Let’s explore a bit how this method works. The whole process is separated into two parts: Motion Extraction and Generation. As an input the source image and driving video are used. Motion extractor utilizes autoencoder to detect keypoints and extracts first-order motion representation that consists of sparse keypoints and local affine transformations. These, along with the driving video are used to generate dense optical flow and occlusion map with the dense motion network. Then the outputs of dense motion network and the source image are used by the generator to render the target image.
Ramgokul-Deepfake
This work outperforms state of the art on all the benchmarks. Apart from that it has features that other models just don’t have. The really cool thing is that it works on different categories of images, meaning you can apply it to face, body, cartoon, etc. This opens up a lot of possibilities. Another revolutionary thing with this approach is that now you can create good quality Deepfakes with a single image of the target object, just like we use YOLO for object detection.
Ramgokul Deepfake

As mention, we can use already trained models and use our source image and driving video to generate deepfakes. You can do so by following this Collab notebook.
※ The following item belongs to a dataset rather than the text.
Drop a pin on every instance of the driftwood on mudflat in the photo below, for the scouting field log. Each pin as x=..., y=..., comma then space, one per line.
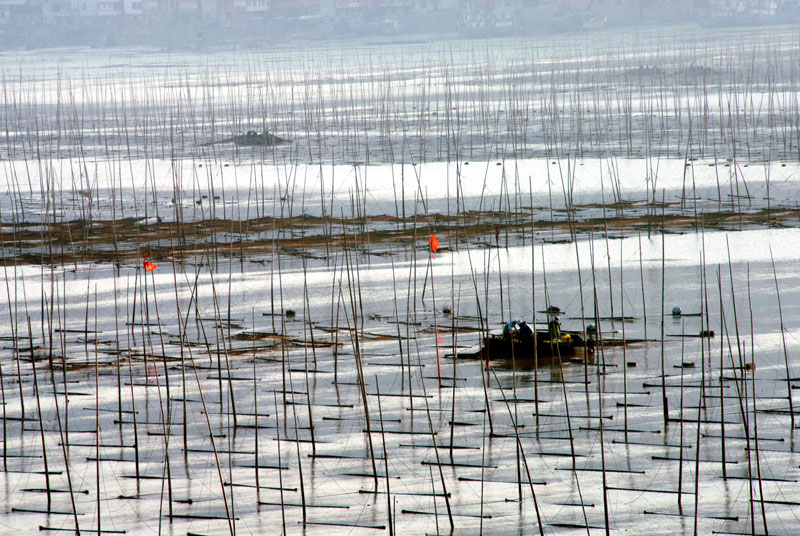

In essence, what you need to do is clone the repository and mount your Google Drive. Once that is done, you need to upload your image and driving video to drive. Make sure that image and video size contains only face, for the best results. Use ffmpeg to crop the video if you need to. Then all you need is to run this piece of code:

source_image = imageio.imread(‘/content/gdrive/My Drive/first-order-motion-model/source_image.png’)
driving_video = imageio.mimread(‘driving_video.mp4’, memtest=False)

#Resize image and video to 256×256

source_image = resize(source_image, (256, 256))[…, :3]
driving_video = [resize(frame, (256, 256))[…, :3] for frame in driving_video]

predictions = make_animation(source_image, driving_video, generator, kp_detector, relative=True,
adapt_movement_scale=True)

HTML(display(source_image, driving_video, predictions).to_html5_video())

“Conclusion”

We are living in a weird age in a weird world. It is easier to create fake videos/news than ever and distribute them. It is getting harder and harder to understand what is truth and what is not. It seems that nowadays we can not trust our own senses anymore. Even though fake video detectors are also created, it is just a matter of time before the information gap is too small and even the best fake detectors can not detect if the video is true or not. So, in the end, one piece of advice – be skeptical. Take every information that you get with a bit of suspicion because things might not be quite as it seems. Thank you for reading!